Dataset Characteristics

Secure Water Treatment (SWaT)

Characteristics of dataset (SWaT.A1)

  1. 11 days of continuous operation: 7 under normal operation and 4 days with attack scenarios
  2. Collected network traffic & all the values obtained from all the 51 sensors and actuators 
  3. Data labelled according to normal and abnormal behaviours
  4. Attack Scenarios: Derived through the attack models developed by our research team. The attack model considers the intent space of a CPS as an attack model. 41 attacks were launched during the 4 days and are described in the PDF.

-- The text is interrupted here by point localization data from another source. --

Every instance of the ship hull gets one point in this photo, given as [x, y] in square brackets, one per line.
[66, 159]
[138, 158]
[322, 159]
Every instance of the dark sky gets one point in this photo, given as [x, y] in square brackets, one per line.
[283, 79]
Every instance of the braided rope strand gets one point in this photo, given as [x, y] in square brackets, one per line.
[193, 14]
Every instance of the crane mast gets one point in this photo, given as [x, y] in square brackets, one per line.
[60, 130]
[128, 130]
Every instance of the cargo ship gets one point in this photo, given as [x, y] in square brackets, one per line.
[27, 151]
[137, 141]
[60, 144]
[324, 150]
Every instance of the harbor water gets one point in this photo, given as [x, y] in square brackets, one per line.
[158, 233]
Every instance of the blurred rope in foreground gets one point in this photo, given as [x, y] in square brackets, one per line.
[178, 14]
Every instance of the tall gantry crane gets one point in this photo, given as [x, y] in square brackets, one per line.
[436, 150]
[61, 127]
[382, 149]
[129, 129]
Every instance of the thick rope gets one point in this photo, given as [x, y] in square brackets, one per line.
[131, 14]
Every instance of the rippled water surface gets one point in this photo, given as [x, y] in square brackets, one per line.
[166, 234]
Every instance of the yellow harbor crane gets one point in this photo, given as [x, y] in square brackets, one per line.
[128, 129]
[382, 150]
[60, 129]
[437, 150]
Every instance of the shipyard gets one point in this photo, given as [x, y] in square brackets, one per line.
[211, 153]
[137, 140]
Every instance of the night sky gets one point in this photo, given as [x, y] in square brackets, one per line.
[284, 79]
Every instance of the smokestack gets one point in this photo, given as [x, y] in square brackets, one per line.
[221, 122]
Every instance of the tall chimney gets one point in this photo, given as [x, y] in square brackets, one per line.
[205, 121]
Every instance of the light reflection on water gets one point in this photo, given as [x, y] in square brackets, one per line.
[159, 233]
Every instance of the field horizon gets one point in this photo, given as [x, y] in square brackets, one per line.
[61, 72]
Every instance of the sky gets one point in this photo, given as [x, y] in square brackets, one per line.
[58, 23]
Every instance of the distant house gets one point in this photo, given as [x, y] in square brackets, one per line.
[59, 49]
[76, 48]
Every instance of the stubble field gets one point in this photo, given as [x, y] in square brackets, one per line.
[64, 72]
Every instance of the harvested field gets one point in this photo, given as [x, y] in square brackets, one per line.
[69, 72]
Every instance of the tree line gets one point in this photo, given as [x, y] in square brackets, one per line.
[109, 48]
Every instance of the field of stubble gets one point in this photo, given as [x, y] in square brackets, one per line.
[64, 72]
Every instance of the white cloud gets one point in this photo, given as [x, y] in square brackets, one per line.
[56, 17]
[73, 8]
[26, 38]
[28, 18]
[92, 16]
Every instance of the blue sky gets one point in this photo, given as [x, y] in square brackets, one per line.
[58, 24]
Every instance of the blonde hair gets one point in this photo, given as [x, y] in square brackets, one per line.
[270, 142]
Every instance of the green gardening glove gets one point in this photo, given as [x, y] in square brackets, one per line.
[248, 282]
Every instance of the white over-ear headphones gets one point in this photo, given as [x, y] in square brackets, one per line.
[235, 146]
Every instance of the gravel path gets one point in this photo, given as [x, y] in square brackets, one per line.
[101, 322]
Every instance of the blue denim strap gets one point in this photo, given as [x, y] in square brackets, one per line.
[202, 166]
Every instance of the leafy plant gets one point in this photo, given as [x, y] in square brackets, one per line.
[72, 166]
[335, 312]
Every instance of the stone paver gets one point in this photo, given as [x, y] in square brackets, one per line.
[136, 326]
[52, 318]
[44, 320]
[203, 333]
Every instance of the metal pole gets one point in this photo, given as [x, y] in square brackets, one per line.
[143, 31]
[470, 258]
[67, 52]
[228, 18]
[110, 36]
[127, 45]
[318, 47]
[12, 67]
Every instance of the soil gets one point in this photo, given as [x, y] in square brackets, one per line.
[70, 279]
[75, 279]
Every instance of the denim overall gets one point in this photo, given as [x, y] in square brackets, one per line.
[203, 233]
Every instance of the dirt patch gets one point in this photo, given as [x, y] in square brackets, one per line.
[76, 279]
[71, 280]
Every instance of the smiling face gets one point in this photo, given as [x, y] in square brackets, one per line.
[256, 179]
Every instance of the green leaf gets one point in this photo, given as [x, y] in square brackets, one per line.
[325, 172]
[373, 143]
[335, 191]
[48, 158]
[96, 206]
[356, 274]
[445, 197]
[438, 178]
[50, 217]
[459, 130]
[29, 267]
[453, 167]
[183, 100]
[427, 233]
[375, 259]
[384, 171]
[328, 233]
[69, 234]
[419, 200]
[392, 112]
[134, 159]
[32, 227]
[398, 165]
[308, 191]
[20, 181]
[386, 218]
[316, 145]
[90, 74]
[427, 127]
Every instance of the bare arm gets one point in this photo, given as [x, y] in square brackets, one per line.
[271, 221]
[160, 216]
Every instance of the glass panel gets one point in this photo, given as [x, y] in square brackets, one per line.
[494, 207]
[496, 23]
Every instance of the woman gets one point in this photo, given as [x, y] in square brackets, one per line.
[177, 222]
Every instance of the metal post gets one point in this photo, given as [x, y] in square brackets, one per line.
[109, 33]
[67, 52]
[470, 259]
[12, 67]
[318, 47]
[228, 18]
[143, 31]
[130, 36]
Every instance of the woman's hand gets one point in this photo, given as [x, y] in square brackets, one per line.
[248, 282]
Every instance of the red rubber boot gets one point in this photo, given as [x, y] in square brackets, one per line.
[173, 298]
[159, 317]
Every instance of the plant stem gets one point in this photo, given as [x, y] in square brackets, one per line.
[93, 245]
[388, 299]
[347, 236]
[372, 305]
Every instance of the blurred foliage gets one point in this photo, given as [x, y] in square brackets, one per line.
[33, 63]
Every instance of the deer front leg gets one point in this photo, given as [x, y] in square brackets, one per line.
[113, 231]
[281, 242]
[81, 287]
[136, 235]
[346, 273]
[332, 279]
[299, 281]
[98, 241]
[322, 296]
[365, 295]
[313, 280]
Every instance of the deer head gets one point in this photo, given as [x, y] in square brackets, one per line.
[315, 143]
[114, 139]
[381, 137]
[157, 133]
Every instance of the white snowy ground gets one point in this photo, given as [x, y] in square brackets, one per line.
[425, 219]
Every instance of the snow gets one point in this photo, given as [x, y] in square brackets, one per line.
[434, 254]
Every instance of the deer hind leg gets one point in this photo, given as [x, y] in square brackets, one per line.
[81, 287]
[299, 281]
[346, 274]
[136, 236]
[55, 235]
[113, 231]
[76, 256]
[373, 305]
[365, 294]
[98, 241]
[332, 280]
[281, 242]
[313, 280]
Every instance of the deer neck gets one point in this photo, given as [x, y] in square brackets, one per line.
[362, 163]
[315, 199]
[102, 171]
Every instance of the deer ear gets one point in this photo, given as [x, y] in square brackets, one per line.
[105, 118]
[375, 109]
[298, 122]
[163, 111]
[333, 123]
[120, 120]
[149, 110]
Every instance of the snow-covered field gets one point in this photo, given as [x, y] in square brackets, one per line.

Click here to find out how to request for the dataset.

Updates on dataset

24 Sep 18 (SWaT.A2)
Two sets of “SWaT_Dataset_Normal” – versions 0 and 1 – are provided. The datasets capture the normal state of the SWaT testbed running for seven days. In Version 0, we started recording the data when the plant was emptying the water storage tank for 30 minutes. In general, in an ICS environment, this is part of the maintenance outside normal operations. As a result of this drainage, the first 30 minutes of LIT101 data exhibits change even though there was no water in/outflow. Version 1 is derived from version 0 by removing the first 30 minutes of data.

14 Aug 19 (SWaT.A3)
A new set of SWaT dataset, collected during Jul 2019, is available for downloading. This set includes 3 hours of SWaT running under normal operating condition and 1 hour during which 6 attacks were carried out. Those who have previously received SWaT dataset download link can use the same link to access this new dataset.

23 Oct 19 (SWaT.A4)
We received queries on the SWaT dataset, collected during Jul 2019, e.g., under LS 201 the fields were recorded as “{u’IsSystem’: False, u’Name’: u’Inactive’, u’Value’: 0}”. These fields have been updated to “Active” or “Inactive” and the dataset saved as version 2. The fields’ definitions are provided in the “readme.docx” document that was shared along with the dataset. Those who were given the link to download the dataset previously can download the new files using the same link.

19 Dec 19 (SWaT.A5)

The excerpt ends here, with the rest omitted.